Glioblastoma multiforme (GBM) remains the most difficult of all brain cancers to study and treat, largely because of tumor heterogeneity. Treatment approaches, like surgery, radiation, and chemotherapy, along with newer personalized cellular therapies, have proven to slow tumor growth and keep patients disease-free for some period of time. However, a cure remains elusive.
“While we’ve made important strides in glioblastoma research, preclinical and clinical challenges persist, keeping us from getting closer to more effective treatments,” says senior author Hongjun Song, professor of neuroscience in the Perelman School of Medicine at the University of Pennsylvania.
“One hurdle is the ability to recapitulate the tumor to not only better understand its complex characteristics, but also to determine what therapies post-surgery can fight it in a timelier manner.”
Faster growth
Lab-grown brain organoids—derived from human pluripotent stem cells or patient tissues and grown to a size no bigger than a pea—can recapitulate important genetic composition, brain cell type heterogeneity, and architecture, for example.
These models allow researchers to recreate key features of patients’ diseased brains to help paint a clearer picture of their cancer, and then allow them to explore ways to best attack it.
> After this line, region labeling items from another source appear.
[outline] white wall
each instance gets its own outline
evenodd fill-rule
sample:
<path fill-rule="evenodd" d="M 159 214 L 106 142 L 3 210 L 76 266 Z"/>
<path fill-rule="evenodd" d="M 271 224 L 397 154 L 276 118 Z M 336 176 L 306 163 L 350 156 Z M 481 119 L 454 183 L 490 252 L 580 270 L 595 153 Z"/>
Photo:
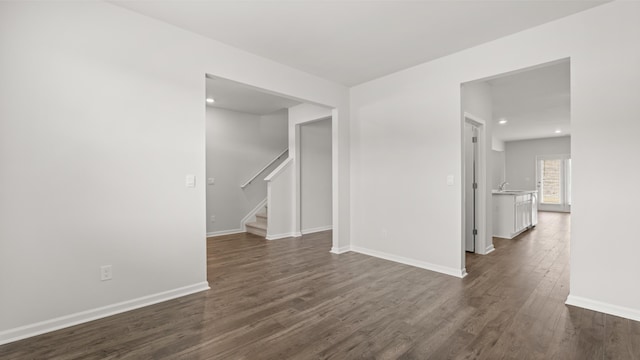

What makes organoids so attractive in GBM is timing and the ability to maintain cell type and genetic heterogeneity.
While existing in vitro models have added to researchers’ understanding of the biological mechanisms underlying the cancer, they have limitations. Unlike other models, which need more time to exhibit gene expression and other histological features that more closely represent the tumor, brain tumor organoids the research group developed grow into use much more rapidly.
That’s important because current treatment regimens are typically initiated one month following surgery, so having a road map sooner offers more advantages.
Personalized treatments for glioblastoma
In the new study, the researchers removed fresh tumor specimens from 52 patients to “grow” corresponding tumor organoids in the lab. The overall success rate for generating glioblastoma organoids (GBOs) was 91.4%, with 66.7% of tumors expressing the IDH1 mutation, and 75% for recurrent tumors, within two weeks. Researchers can also biobank these tumor glioblastoma organoids and recover them later for analyses.
The researchers also performed genetic, histological, molecular analyses in 12 patients to establish that these new GBOs had largely retained features from the primary tumor in the patient.
They then successfully transplanted eight GBO samples into adult mouse brains, which displayed rapid and aggressive infiltration of cancer cells and maintained key mutation expression up to three months later. Importantly, they observed a major hallmark of GBM—the infiltration of tumor cells into the surrounding brain tissue—in the mouse models.
To mimic post-surgery treatments, the researchers subjected GBOs to standard-of-care and targeted therapies, including drugs from clinical trials and chimeric antigen receptor T (CAR-T) cell immunotherapy.
For each treatment, researchers showed that the organoid responses are different and effectiveness correlates to their genetic mutations in patient tumors. This model opens the possibility for future clinical trials for personalized treatment based on individual patient tumor responses to various different drugs.
Notably, the researchers observed a benefit in the organoids treated with CAR T therapies, which they had used in ongoing clinical trials to target the EGFRvIII mutation, a driver of the disease. In six GBOs, the researchers showed specific effect to patient GBOs with the EGFRvIII mutation with an expansion of CAR T cells and reduction in EGFRvIII expressing cells.
Looking to the future
“These results highlight the potential for testing and treating glioblastomas with a personalized approach. The ultimate goal is to work towards a future where we can study a patient’s organoid and test which CAR T cell is going to be the best against their tumor, in real time,” O’Rourke says.
“A shorter-term goal, given the heterogeneity of glioblastomas, is that in vitro testing of various therapeutic options may also help refine patient enrollment in clinical trials, by more accurately defining mutations and selecting the appropriate, available targeted therapies for each.”
Support for this work came partially from the Glioblastoma Translational Center of Excellence at the Abramson Cancer Center, the National Institutes of Health, the Sheldon G. Adelson Medical Research Foundation, a Blavatnik Family Fellowship in Biomedical Research, and a Hearst Foundation Fellowship.